Piccole imprese soggette ad una pressione fiscale del 66,5% e lavorano fino al 1° settembre per pagare il fisco.
E' quanto emerge da uno strudio Cna che ha realizzato il primo "osservatorio permanente sulla tassazione di artigiani e piccole e medie imprese" in 112 comuni d'Italia.
Il risultato di questa elaborazione è sconcertante.

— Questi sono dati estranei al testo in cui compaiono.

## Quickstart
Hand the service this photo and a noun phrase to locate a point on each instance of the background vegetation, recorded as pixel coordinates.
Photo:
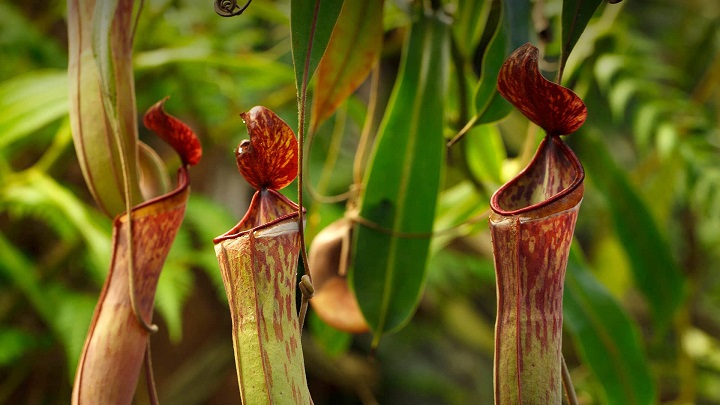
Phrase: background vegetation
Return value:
(648, 230)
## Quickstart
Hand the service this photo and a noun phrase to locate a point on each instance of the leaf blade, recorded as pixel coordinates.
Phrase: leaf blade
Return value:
(353, 49)
(655, 271)
(305, 27)
(605, 337)
(400, 193)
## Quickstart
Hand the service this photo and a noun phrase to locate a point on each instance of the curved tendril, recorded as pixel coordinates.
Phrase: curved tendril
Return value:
(307, 290)
(229, 8)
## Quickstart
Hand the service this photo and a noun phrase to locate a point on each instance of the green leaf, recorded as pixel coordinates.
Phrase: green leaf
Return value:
(575, 16)
(655, 271)
(605, 337)
(311, 20)
(332, 341)
(102, 100)
(485, 153)
(471, 19)
(23, 112)
(402, 183)
(517, 19)
(489, 105)
(353, 50)
(15, 343)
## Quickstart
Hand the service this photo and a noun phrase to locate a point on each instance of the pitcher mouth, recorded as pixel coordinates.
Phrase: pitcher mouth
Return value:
(250, 222)
(552, 175)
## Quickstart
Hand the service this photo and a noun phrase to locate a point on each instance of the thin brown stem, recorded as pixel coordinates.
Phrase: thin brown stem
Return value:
(150, 376)
(567, 383)
(359, 162)
(301, 146)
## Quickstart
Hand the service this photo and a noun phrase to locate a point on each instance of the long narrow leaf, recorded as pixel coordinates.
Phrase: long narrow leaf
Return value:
(654, 269)
(605, 337)
(304, 27)
(575, 16)
(102, 99)
(489, 105)
(401, 188)
(354, 48)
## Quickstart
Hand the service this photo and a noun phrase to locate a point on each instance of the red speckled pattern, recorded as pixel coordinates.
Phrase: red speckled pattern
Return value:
(269, 159)
(530, 261)
(174, 132)
(554, 108)
(114, 349)
(258, 261)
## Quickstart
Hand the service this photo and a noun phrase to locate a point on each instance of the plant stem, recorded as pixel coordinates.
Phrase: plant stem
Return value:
(301, 147)
(567, 383)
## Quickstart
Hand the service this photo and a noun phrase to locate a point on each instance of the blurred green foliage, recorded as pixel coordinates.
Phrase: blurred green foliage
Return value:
(649, 73)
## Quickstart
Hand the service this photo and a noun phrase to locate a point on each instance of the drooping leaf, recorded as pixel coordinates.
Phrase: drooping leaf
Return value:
(576, 15)
(269, 158)
(467, 28)
(554, 108)
(607, 340)
(311, 20)
(402, 183)
(354, 48)
(655, 271)
(102, 99)
(328, 259)
(489, 106)
(23, 112)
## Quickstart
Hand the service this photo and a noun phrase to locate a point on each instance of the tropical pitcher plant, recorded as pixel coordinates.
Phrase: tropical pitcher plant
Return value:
(532, 226)
(258, 259)
(130, 183)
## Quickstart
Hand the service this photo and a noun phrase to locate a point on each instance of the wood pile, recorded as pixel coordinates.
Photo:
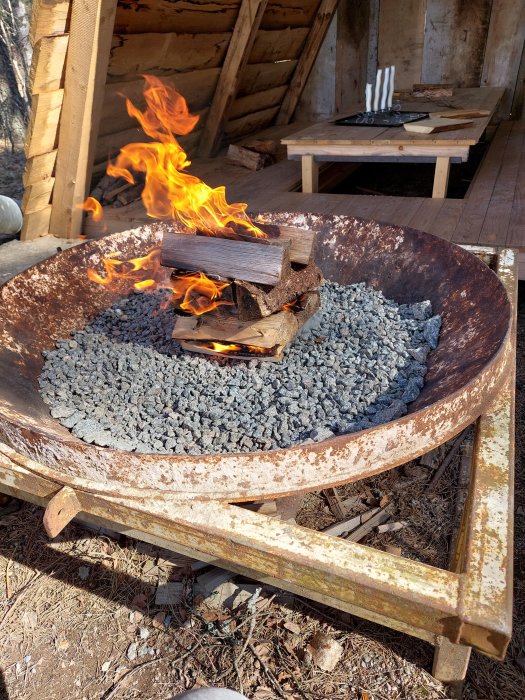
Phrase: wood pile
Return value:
(269, 289)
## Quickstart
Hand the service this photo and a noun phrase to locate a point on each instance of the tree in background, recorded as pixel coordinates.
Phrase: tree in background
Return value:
(15, 60)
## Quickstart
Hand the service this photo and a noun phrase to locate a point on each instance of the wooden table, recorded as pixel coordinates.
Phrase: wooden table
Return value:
(329, 142)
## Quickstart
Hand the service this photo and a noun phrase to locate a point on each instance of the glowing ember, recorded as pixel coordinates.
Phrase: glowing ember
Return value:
(232, 348)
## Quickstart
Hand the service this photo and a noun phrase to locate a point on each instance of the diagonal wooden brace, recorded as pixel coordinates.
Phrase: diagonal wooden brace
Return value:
(60, 511)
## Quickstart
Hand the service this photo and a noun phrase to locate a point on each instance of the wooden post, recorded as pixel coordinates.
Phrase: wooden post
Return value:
(306, 62)
(243, 36)
(451, 663)
(91, 32)
(310, 171)
(439, 190)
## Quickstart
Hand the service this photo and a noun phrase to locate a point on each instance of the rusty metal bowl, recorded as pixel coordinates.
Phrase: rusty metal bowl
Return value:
(52, 299)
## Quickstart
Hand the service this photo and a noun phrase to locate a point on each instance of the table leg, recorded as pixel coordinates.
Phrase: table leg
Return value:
(441, 178)
(310, 174)
(451, 663)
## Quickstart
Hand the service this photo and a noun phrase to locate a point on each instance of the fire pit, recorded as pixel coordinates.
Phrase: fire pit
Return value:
(53, 299)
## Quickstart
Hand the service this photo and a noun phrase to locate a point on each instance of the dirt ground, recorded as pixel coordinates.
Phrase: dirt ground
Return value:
(71, 608)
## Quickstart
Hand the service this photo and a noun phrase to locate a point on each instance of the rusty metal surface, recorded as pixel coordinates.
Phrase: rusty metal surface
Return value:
(50, 300)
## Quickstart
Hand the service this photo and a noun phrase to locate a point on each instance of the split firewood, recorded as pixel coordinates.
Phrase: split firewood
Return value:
(268, 146)
(255, 302)
(247, 158)
(252, 262)
(237, 353)
(277, 329)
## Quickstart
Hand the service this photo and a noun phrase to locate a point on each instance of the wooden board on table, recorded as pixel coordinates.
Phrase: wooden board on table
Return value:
(197, 86)
(43, 123)
(278, 45)
(253, 262)
(257, 77)
(47, 65)
(435, 125)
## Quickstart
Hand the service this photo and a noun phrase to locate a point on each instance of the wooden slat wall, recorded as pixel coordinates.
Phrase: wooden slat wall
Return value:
(186, 44)
(400, 42)
(49, 27)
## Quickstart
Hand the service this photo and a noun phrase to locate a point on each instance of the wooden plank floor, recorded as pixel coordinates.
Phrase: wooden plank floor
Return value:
(492, 213)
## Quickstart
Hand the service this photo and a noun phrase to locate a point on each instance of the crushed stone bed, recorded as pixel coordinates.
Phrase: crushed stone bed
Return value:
(123, 383)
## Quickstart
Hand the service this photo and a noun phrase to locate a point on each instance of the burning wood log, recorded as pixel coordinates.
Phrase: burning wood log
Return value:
(253, 262)
(228, 336)
(247, 158)
(254, 302)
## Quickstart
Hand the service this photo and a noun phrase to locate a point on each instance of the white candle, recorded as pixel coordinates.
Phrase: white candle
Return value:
(391, 91)
(385, 89)
(378, 89)
(368, 97)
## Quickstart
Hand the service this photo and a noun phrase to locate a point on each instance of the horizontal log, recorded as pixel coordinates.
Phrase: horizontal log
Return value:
(237, 155)
(47, 64)
(271, 334)
(134, 54)
(254, 302)
(277, 329)
(254, 262)
(192, 16)
(197, 87)
(257, 77)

Anche i redditi degli imprenditori isolani subiscono un vero e prorpio collasso. Maglia nera è Sassari dove degli originari 50.000 euro di reddito, dopo aver pagato le tasse, ne rimangono 16.745, con una decurtazione di 3.044 euro, il 15,4%, rispetto al 2011. Assai pesanti i dati riguardanti l'intero territorio isolano,
Questi dati - dichiarano Pierpaolo Piras e Francesco Porcu - evidenziano l'urgenza di una riforma complessiva del sistema fiscale del nostro paese, la cui pressione, giunta oramai a livelli insostenibili tra tassazione nazionale e prelievi locali, oltre ad essere in termini di prelievo tra i più alti al mondo, è aggravata dalla complessità delle procedure: un combinato disposto che determina minor produttività, produce l'allungamento della stagnazione economica e uccide ogni possibilità di ripresa.